Because CFS is not easily diagnosed, health experts have established some rules to help them recognize the disease. To be diagnosed with CFS, you must have fatigue and at least four of the symptoms listed above. At least four of your symptoms must have started at the same time as or after your fatigue began, and they must have lasted for at least 6 months.
However, if you have persistent, unexplained tiredness and other typical CFS symptoms but do not quite meet these criteria (for instance, if you have had symptoms for less than 6 months), you may still be presumed to have CFS, and you may need treatment.
Some people with CFS develop a condition in which their heart rate increases and their blood pressure drops when they stand or sit up from a reclining position. This is often described as feeling "lightheaded" or feeling faint or dizzy. This condition is called orthostatic hypotension.

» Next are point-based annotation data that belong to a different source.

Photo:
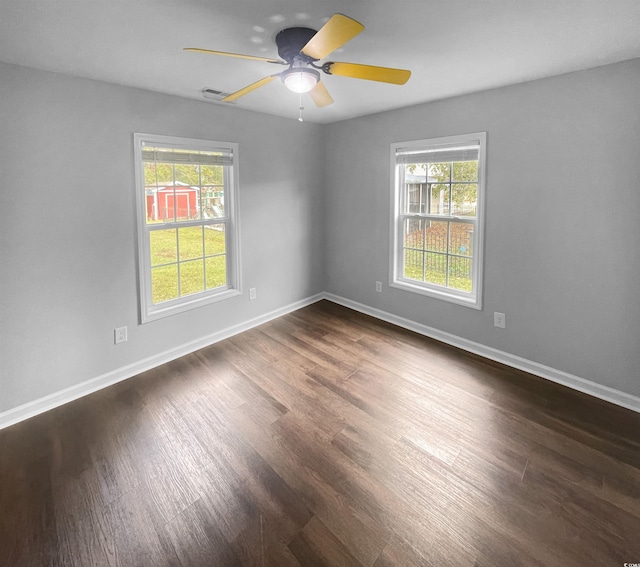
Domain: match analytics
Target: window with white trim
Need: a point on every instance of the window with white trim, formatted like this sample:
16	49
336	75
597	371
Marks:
187	223
437	226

Depression is common and can make your other symptoms worse. Antidepressant medicines can help you feel better.
CFS causes symptoms that are the same as many other diseases, especially early on. For this reason, it can be diagnosed only after a thorough evaluation has ruled out other conditions with similar symptoms.

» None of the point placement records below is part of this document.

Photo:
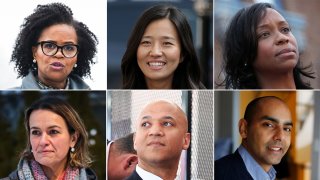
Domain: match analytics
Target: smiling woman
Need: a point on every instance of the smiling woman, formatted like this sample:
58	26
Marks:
160	52
53	50
57	143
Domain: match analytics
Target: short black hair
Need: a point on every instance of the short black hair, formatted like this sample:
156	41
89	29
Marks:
43	17
253	107
240	50
187	75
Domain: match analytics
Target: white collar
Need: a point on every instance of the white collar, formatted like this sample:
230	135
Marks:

In some cases, chronic fatigue syndrome (CFS) develops after an illness such as mononucleosis (mono) or flu, or after a period of unusual stress. But it may also develop without warning, even if you have not been sick.
The fatigue may come upon you gradually or quite suddenly. Because fatigue can be vague and can be caused by many things, you might not pay attention to the problem for several weeks or months. It is hard to say what is normal with CFS because the diagnosis often is not clear for some time.
- Symptoms are worse at the beginning.
- Later, you may feel better for a time and then feel worse again. Or, your symptoms may disappear entirely. Many people improve in a year or two and do not have a relapse. Some people continue to have severe fatigue and other symptoms for many years.
Some people find the fatigue, pain, and thinking problems caused by CFS greatly hamper their lives, but other people are not nearly as affected.
- Most people are still able to perform some of their usual activities at home and work, but they often are unusually tired after they do them. People often have to cut down on social and recreational activities to save their energy for work and family.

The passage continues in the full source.